KENNEDY ON COMMUNITY SERVICES AND SUPPORTS
Thank you all for being here today for this hearing on one of the most pressing and personal issues our nation will face over the next decade --- the crisis of meeting the needs of seniors and persons with disabilities in ways that promote independence and choice, and help families.
A fair and civilized society is judged on how it treats its most vulnerable citizens. Today in America, millions of senior citizens and persons with disabilities still struggle to obtain the support they need to live fulfilling and productive lives in their communities.
Many of them are members of the Greatest Generation, and it's shameful that we are failing to provide them with a solution for long-term care worthy of their immense contributions to our history.
Many are citizens who worked hard for themselves, their families and their communities, and became disabled as a result of an illness or injury that was not anticipated.
Many are young adults who have spent over 20 years in our educational system to become participating members of their community, but they still need support to make that transition successful.
The issue is about all of us, and those of you here today are the proof that "disabled does not mean unable."
We made progress in past decades through Social Security, Medicare, Medicaid, and the Americans with Disabilities Act.
But countless senior citizens and persons with disabilities still live in poverty with few choices on how they live their lives. That was never the intent of the public assistance programs.

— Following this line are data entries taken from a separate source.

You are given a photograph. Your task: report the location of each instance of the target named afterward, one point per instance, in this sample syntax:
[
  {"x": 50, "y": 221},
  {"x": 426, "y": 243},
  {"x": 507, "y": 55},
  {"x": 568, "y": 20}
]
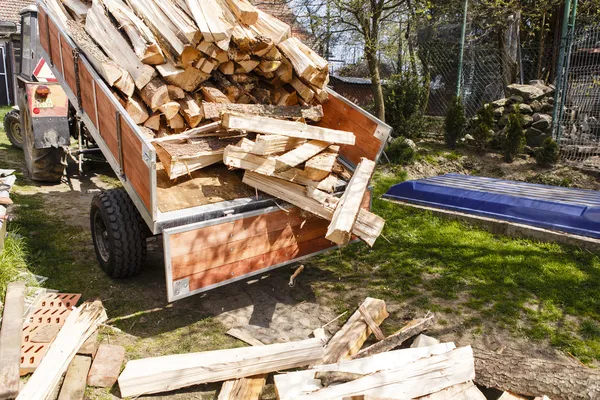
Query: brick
[{"x": 106, "y": 366}]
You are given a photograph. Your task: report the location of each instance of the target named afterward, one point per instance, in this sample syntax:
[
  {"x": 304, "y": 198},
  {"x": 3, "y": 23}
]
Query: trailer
[{"x": 215, "y": 229}]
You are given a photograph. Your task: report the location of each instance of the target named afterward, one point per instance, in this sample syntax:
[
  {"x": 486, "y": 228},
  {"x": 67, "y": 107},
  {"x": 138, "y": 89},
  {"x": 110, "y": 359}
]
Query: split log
[
  {"x": 10, "y": 340},
  {"x": 346, "y": 211},
  {"x": 137, "y": 110},
  {"x": 188, "y": 78},
  {"x": 169, "y": 109},
  {"x": 535, "y": 377},
  {"x": 274, "y": 126},
  {"x": 158, "y": 374},
  {"x": 301, "y": 154},
  {"x": 100, "y": 27},
  {"x": 141, "y": 37},
  {"x": 191, "y": 111},
  {"x": 292, "y": 384},
  {"x": 155, "y": 93},
  {"x": 350, "y": 338},
  {"x": 419, "y": 378},
  {"x": 80, "y": 324},
  {"x": 411, "y": 329},
  {"x": 313, "y": 113},
  {"x": 244, "y": 11}
]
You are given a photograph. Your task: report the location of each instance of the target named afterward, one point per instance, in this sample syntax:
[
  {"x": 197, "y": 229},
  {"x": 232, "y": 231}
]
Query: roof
[{"x": 11, "y": 8}]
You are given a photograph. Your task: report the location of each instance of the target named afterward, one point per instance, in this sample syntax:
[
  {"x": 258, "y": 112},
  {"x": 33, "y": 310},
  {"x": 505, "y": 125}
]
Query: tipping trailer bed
[{"x": 215, "y": 230}]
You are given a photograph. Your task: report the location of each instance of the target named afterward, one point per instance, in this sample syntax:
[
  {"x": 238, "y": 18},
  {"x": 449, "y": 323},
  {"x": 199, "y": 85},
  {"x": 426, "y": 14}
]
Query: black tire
[
  {"x": 119, "y": 234},
  {"x": 43, "y": 165},
  {"x": 12, "y": 127}
]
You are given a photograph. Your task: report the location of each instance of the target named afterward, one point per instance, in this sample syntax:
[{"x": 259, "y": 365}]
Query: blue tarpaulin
[{"x": 569, "y": 210}]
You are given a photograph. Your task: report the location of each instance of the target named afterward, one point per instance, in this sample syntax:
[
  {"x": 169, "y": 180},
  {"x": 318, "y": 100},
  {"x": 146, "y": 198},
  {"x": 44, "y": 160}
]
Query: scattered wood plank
[
  {"x": 10, "y": 340},
  {"x": 313, "y": 113},
  {"x": 73, "y": 387},
  {"x": 535, "y": 377},
  {"x": 106, "y": 366},
  {"x": 292, "y": 384},
  {"x": 80, "y": 324},
  {"x": 253, "y": 123},
  {"x": 419, "y": 378},
  {"x": 99, "y": 26},
  {"x": 300, "y": 154},
  {"x": 346, "y": 211},
  {"x": 320, "y": 166},
  {"x": 350, "y": 338},
  {"x": 158, "y": 374},
  {"x": 409, "y": 330}
]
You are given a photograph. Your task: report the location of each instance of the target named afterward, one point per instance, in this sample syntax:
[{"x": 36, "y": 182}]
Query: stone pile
[{"x": 536, "y": 103}]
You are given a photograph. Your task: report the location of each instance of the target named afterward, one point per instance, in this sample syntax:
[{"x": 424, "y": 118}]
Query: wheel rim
[
  {"x": 101, "y": 237},
  {"x": 15, "y": 131}
]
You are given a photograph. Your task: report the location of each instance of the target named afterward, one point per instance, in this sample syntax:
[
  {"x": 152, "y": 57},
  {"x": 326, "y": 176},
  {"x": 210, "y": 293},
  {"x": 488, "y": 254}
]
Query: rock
[
  {"x": 515, "y": 99},
  {"x": 499, "y": 103},
  {"x": 424, "y": 341},
  {"x": 106, "y": 366},
  {"x": 529, "y": 92},
  {"x": 535, "y": 137},
  {"x": 525, "y": 109},
  {"x": 536, "y": 105}
]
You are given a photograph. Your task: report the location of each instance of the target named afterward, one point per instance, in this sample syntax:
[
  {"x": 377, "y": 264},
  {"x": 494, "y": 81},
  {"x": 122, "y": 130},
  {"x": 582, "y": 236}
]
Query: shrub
[
  {"x": 548, "y": 154},
  {"x": 515, "y": 136},
  {"x": 455, "y": 123},
  {"x": 400, "y": 152},
  {"x": 405, "y": 99},
  {"x": 483, "y": 126}
]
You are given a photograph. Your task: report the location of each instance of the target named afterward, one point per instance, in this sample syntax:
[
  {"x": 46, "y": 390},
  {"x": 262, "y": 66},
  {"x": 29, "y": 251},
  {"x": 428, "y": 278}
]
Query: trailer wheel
[
  {"x": 43, "y": 165},
  {"x": 119, "y": 234},
  {"x": 12, "y": 127}
]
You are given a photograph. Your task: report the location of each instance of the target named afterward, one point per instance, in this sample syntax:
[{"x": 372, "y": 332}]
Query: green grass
[{"x": 541, "y": 291}]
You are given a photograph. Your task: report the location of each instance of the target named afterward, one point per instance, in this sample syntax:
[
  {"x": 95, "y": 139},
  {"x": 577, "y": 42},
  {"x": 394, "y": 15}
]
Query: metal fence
[{"x": 577, "y": 110}]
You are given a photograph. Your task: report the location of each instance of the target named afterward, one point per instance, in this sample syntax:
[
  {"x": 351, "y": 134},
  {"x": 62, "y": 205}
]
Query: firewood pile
[{"x": 220, "y": 81}]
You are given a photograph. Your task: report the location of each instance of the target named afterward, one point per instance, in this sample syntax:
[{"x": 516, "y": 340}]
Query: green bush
[
  {"x": 405, "y": 99},
  {"x": 548, "y": 154},
  {"x": 455, "y": 123},
  {"x": 483, "y": 125},
  {"x": 515, "y": 136},
  {"x": 399, "y": 152}
]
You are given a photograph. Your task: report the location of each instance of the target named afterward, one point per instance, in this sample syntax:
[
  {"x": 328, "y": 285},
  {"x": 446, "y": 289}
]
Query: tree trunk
[
  {"x": 535, "y": 377},
  {"x": 371, "y": 56}
]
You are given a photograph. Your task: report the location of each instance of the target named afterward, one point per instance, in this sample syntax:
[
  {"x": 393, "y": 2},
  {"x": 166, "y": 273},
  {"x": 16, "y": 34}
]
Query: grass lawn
[{"x": 470, "y": 278}]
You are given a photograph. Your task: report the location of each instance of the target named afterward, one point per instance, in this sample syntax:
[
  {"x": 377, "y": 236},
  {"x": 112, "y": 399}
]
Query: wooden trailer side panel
[
  {"x": 371, "y": 134},
  {"x": 203, "y": 256}
]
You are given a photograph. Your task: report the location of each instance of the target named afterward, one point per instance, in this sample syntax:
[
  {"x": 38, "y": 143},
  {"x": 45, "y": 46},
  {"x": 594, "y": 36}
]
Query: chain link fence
[{"x": 577, "y": 111}]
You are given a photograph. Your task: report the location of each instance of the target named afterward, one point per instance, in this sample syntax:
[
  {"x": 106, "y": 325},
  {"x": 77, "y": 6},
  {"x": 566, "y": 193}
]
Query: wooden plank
[
  {"x": 300, "y": 154},
  {"x": 158, "y": 374},
  {"x": 347, "y": 209},
  {"x": 419, "y": 378},
  {"x": 80, "y": 324},
  {"x": 292, "y": 384},
  {"x": 274, "y": 126},
  {"x": 313, "y": 113},
  {"x": 350, "y": 338},
  {"x": 73, "y": 387},
  {"x": 10, "y": 340}
]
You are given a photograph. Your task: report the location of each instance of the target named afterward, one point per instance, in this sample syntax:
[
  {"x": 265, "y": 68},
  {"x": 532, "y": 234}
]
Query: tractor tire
[
  {"x": 43, "y": 165},
  {"x": 12, "y": 127},
  {"x": 119, "y": 234}
]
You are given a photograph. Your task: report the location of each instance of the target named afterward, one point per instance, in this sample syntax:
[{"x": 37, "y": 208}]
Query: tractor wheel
[
  {"x": 119, "y": 234},
  {"x": 12, "y": 127},
  {"x": 43, "y": 165}
]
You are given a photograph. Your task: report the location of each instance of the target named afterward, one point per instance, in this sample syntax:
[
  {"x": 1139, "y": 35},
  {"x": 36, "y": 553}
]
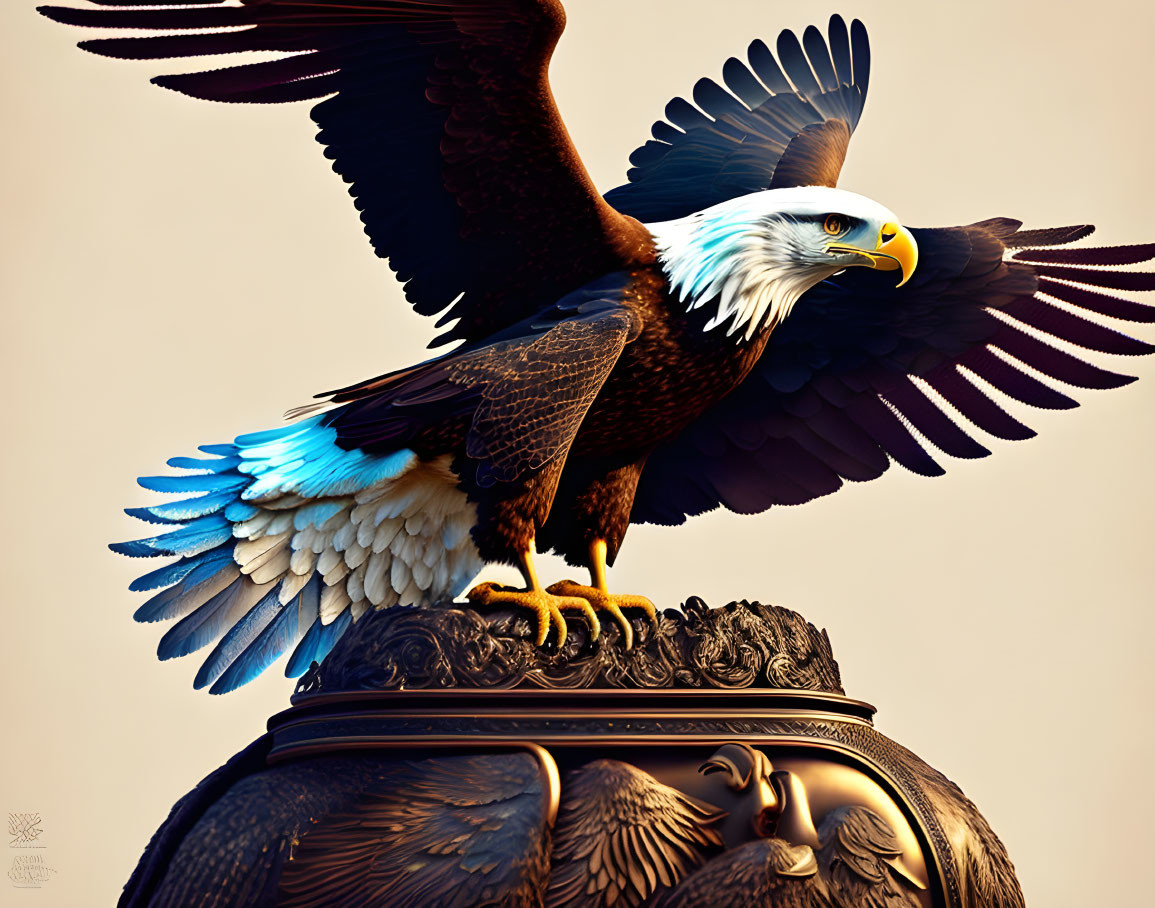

Ten million adults in America currently need long-term services and support. Many are capable, and are eager to live full lives in their communities, but they are forced to give up their independence and self-sufficiency in order to qualify for Medicaid -- the only program that can support them because they are too young for Medicare and the barriers to private insurance are too high and too costly.
Our current system forces people into institutions prematurely. It requires them to become impoverished before becoming eligible for the help they need. It fails to provide realistic opportunities for personal life planning, and fails to give families the flexibility to help their family members in need.
Senator Harkin and I have two pieces of legislation that TOGETHER can both improve the current Medicaid system by allowing more individual choice AND create a new voluntary national insurance program that will promote independence, choice, personal responsibility, and quality services for those who need it.
It will empower consumers to decide themselves how this assistance will be spent - for transportation so they can stay employed, for a ramp to make their home more accessible, or for a personal care attendant or a family caregiver.
It will help keep families together - instead of being torn apart by obstacles that discourage them from staying at home.
It will save on the mushrooming costs of Medicaid, the nation's primary insurer of long-term care services, by offering an alternative for those who can work while preserving Medicaid for those who really need it.
We need a new approach to restore independence and choice for millions of our citizens, and enable them to take greater control of their lives.
Your testimony here today will give us a deeper understanding of the challenge, and inform us about what steps we must take as a nation to meet it.
It's time to respect the rights and dignity of all Americans, and I thank you all for being here today to continue that fight.